Sanofi announced a major strategy shift today that will end the pharma’s diabetes and cardiovascular R&D efforts in favor of a reinvigorated focus on growing its immunology and vaccine businesses.
Among the fallout of this new game plan is Onduo, the pharma’s diabetes management joint venture with Verily that the two companies invested $500 million into back in 2016, according to the company’s online slide presentation.
Sanofi said it would be restructuring its role in the project, but would stay on as a financial backer. However, those listening reported that new CEO Paul Hudson said his company had “over-invested” in the joint venture.
Based in Cambridge, Massachusetts, Onduo’s virtual clinic approach combined software, professional coaches and connected health devices from companies such as Orpyx Medical Technologies and Dexcom to tackle Type 2 diabetes management.
WHY IT MATTERS
Onduo represented one of the more substantial alignments of pharma and big tech, and certainly commanded a price tag that was nothing to sneeze at. It wasn’t too long ago that Sanofi’s executives were touting the arrangement as a prime illustration of its commitment to innovation.

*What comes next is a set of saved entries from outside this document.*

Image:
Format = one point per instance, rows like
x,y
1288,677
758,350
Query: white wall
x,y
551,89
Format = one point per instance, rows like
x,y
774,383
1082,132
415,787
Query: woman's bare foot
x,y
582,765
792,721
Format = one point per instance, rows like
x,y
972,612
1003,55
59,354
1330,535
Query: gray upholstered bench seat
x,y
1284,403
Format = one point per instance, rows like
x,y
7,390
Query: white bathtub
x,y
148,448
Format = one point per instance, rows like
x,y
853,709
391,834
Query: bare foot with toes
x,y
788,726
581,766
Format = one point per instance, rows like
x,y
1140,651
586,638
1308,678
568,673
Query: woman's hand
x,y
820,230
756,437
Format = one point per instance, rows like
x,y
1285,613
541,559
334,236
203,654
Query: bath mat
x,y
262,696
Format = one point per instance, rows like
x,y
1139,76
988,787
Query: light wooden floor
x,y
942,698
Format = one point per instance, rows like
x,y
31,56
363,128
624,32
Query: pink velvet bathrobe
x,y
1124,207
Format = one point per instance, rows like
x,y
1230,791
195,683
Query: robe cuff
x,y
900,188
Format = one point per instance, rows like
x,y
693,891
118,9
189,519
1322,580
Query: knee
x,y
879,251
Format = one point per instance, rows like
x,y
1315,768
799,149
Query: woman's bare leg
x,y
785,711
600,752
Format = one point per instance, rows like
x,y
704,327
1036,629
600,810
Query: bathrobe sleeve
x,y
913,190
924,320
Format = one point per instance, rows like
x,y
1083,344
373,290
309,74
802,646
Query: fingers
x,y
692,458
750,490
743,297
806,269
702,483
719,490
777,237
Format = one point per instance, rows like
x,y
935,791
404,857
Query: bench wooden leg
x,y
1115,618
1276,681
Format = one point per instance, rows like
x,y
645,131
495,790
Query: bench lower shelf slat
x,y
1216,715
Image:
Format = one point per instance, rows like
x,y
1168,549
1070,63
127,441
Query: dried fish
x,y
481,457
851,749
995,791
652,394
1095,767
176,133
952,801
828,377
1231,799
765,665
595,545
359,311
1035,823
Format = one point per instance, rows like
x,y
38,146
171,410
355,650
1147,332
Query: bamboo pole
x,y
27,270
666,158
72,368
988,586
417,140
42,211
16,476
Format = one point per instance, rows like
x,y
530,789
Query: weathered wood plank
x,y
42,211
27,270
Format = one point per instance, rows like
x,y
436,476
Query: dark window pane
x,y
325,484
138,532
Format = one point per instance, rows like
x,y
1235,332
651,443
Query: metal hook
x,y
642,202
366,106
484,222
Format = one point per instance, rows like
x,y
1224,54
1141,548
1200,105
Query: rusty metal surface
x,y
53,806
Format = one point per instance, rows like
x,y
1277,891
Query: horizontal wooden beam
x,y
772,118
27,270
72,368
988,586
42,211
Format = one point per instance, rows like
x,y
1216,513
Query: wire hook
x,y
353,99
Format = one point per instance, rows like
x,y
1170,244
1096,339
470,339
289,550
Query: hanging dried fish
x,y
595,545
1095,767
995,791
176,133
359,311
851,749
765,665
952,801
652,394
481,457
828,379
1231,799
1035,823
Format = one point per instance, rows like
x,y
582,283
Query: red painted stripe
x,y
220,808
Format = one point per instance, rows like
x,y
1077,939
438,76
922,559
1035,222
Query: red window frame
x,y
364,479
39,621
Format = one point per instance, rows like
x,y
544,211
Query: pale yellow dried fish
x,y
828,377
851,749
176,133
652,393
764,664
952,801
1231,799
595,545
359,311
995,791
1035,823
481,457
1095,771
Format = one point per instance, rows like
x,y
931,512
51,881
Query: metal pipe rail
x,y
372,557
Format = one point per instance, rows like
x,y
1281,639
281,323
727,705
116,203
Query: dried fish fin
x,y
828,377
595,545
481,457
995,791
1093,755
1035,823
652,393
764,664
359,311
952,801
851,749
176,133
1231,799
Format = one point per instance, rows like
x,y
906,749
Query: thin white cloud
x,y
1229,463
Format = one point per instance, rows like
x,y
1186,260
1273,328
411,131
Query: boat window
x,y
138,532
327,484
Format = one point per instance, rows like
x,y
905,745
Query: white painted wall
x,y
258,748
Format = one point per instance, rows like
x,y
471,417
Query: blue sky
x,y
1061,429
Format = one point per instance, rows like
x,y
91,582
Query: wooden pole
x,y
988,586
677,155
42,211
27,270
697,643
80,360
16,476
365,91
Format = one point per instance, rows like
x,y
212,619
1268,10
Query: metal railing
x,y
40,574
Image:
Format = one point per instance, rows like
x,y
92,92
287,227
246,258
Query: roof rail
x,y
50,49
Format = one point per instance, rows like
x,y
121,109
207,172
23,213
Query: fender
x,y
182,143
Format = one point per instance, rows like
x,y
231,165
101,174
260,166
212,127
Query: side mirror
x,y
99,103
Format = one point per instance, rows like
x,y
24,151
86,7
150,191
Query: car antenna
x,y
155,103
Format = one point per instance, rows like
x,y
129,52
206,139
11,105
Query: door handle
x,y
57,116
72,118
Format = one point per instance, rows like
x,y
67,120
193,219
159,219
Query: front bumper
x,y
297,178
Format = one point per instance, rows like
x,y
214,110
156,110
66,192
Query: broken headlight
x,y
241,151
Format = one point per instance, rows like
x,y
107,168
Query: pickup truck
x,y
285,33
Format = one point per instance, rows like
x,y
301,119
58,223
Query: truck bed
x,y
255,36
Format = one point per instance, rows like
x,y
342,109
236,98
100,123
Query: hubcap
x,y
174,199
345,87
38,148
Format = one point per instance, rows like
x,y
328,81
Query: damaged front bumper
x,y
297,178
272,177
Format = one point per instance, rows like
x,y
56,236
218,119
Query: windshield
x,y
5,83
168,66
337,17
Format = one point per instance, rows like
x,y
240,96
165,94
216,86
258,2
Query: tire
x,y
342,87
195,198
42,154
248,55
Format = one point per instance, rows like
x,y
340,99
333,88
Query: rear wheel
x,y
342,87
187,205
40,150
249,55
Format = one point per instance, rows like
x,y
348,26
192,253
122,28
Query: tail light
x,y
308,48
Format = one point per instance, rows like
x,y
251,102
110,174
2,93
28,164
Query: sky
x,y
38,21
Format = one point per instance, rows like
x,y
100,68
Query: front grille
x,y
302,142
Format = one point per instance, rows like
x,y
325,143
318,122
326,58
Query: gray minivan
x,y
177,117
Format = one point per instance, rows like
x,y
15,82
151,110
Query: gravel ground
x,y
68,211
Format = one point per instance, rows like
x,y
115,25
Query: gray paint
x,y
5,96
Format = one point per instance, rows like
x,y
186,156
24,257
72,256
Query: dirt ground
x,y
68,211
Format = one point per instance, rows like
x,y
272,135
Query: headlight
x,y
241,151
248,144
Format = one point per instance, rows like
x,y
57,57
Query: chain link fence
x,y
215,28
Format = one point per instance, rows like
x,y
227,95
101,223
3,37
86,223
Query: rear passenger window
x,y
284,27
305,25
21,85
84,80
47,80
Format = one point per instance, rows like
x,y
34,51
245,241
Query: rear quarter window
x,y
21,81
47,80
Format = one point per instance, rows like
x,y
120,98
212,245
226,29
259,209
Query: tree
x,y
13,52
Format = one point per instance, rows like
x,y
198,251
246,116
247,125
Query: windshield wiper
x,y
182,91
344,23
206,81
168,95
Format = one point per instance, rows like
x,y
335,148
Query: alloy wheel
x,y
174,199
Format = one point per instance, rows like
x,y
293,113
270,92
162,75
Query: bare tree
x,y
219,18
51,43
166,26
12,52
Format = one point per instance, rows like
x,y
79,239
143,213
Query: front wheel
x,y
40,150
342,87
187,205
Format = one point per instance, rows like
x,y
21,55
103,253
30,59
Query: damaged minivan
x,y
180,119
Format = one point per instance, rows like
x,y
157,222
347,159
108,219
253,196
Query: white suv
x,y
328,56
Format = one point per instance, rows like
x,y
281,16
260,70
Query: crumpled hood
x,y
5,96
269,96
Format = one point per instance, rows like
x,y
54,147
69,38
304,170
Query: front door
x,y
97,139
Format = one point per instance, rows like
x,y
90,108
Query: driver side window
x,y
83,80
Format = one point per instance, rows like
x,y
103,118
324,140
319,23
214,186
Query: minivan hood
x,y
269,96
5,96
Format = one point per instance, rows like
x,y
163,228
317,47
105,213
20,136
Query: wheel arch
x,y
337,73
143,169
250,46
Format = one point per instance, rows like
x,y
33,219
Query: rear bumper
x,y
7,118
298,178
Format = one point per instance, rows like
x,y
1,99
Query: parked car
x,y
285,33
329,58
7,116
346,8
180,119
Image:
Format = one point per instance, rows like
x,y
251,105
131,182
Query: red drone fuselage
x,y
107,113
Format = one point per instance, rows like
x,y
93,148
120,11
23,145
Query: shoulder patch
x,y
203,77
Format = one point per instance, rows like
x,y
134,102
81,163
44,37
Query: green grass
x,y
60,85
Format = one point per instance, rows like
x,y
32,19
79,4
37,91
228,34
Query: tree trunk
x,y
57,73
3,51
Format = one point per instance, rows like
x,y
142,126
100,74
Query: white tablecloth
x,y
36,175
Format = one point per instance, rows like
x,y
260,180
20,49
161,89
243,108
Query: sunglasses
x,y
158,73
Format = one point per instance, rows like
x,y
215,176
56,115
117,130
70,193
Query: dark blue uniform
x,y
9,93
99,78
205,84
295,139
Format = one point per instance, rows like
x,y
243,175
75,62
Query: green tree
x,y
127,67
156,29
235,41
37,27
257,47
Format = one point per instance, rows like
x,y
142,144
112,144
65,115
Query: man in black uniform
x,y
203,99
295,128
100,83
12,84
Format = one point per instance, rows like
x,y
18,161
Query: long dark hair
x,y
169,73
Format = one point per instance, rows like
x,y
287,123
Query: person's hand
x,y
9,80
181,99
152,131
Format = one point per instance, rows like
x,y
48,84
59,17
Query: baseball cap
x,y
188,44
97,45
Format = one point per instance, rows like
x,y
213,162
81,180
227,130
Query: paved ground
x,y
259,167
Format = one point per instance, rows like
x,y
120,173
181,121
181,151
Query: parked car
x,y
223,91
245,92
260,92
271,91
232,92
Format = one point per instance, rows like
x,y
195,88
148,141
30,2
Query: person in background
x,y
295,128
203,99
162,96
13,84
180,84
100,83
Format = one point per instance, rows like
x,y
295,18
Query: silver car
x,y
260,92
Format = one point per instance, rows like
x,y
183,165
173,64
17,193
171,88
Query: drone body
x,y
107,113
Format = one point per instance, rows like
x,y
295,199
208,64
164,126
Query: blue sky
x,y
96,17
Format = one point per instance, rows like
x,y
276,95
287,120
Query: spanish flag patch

It’s possible that the project was simply swept up alongside the other exploratory diabetes and cardiovascular projects the Sanofi has decided to move away from, although Hudson’s comment regarding the pharma’s initial investment could suggest that Sanofi’s leadership is no longer all-in on digital health projects like these.
And it’s not as if Onduo had nothing to show for its efforts. The virtual clinic has been notching a few big-name partnerships with companies like John Hancock, and reinforced its collaboration with Dexcom in a deal that yielded $250 million in upfront common stock payment from the latter. What’s more, the joint venture published preliminary data just the other week that found significant six-month HbA1c improvements among a cohort of 740 patients.
THE LARGER TREND
Sanofi’s decision is the third instance this season of a pharmaceutical company diminishing its involvement in a highly publicized digital health collaboration.
The first came back in October when Novartis’ Sandoz division announced that it would be handing sole responsibility for the commercialization of novel prescription digital therapeutics back to Pear Therapeutics, a year and a half after first signing the deal. Similar to today’s news, Novartis decision fell under the umbrella of a broader strategy shift at Sandoz, with the companies still maintaining some level of a relationship thanks to a separate R&D agreement.
This was followed by news this weekend that Proteus was forced to furlough the majority of its staff after its pharma partner Otsuka was unwilling to commit further funds to the digital pill maker. According to anonymous sources, this decision was based in part to weak uptake among patients provided the platform.
The particulars among each of these instances are unique, of course, but their close proximity and big names cast a long shadow over digital health companies looking to strike new deals with an established pharma partner.